The Fournier kid fell back, most of him lying still, other parts of him still twitching… but by then the whole graveyard seemed to be rippling, as if an earthquake were going on there—but only there, noplace else.
Just about an hour before dusk, this had happened.
Burt Dorfman had rigged up a siren to a tractor battery, and Bob Daggett flipped the switch. Within twenty minutes, most of the men in town were at the island cemetery.
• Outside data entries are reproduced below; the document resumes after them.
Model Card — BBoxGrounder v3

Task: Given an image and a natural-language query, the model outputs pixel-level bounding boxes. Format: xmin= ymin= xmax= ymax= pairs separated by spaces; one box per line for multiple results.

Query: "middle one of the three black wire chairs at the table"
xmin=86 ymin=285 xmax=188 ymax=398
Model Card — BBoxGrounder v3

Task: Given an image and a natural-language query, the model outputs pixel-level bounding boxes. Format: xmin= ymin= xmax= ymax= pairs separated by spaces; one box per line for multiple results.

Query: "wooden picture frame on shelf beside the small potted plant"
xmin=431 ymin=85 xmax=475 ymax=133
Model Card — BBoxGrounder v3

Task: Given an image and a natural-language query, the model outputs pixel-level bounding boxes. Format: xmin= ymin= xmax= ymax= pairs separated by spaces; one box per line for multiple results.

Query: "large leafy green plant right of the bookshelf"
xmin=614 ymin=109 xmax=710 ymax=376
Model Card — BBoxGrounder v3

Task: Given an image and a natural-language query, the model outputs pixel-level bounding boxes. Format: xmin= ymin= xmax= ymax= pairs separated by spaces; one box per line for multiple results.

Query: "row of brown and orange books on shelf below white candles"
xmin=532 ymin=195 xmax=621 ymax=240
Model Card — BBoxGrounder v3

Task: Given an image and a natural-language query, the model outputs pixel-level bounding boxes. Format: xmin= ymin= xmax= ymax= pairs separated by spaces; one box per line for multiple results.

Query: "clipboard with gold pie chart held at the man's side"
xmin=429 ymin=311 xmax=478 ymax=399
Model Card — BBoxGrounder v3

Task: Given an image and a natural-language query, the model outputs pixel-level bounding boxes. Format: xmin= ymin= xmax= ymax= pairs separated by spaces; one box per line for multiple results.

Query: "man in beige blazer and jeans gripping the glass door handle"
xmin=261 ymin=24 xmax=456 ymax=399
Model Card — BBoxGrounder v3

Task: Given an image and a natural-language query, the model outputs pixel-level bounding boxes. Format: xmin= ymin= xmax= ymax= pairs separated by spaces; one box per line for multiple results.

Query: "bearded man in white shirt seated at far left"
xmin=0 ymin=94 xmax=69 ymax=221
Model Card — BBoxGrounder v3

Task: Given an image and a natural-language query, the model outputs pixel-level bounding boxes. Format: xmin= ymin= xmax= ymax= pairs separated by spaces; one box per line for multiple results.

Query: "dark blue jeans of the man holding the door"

Goddam good thing, too, Dave Eamons said, because a few of the deaders almost got away. Old Frank Daggett, still two hours from the heart attack that would carry him off just as the excitement was dying down, organized the new men so they wouldn’t shoot each other, either, and for the final ten minutes the Jenny boneyard sounded like Bull Ru
n. By the end of the festivities, the powder smoke was so thick that some men choked on it. The sour smell of vomit was almost heavier than the smell of gunsmoke… it was sharper, too, and lingered longer.
And still some of them wriggled and squirmed like snakes with broken backs—the fresher ones, for the most part.
“Burt,” Frank Daggett said. “You got them chainsaws?”
“I got em,” Burt said, and then a long, buzzing sound came out of his mouth, a sound like a cicada burrowing its way into tree bark, as he dry-heaved. He could not take his eyes from the squirming corpses, the overturned gravestones, the yawning pits from which the dead had come. “In the truck.”
“Gassed up?” Blue veins stood out on Frank’s ancient, hairless skull.
“Yeah.” Burt’s hand was over his mouth. “I’m sorry.”
“Work y’fuckin gut all you want,” Frank said briskly, “but toddle off n get them saws while you do. And you… you… you… you…”
The last “you” was his grandnephew Bob.
“I can’t, Uncle Frank,” Bob said sickly. He looked around and saw five or six of his friends and neighbors lying crumpled in the tall grass. They had not died; they had swooned. Most of them had seen their own relatives rise out of the ground. Buck Harkness over there lying by an aspen tree had been part of the crossfire that had cut his late wife to ribbons; he had fainted after observing her decayed, worm-riddled brains exploding from the back of her head in a grisly gray splash. “I can’t. I c—”
Frank’s hand, twisted with arthritis but as hard as stone, cracked across his face.
“You can and you will, chummy,” he said.
Bob went with the rest of the men.
Frank Daggett watched them grimly and rubbed his chest, which had begun to send cramped throbs of pain all the way down his left arm to the elbow. He was old but he wasn’t stupid, and he had a pretty good idea what those pains were, and what they meant.
“He told me he thought he was gonna have a blow-out, and he tapped his chest when he said it,” Dave went on, and placed his hand on the swell of muscle over his own left nipple to demonstrate.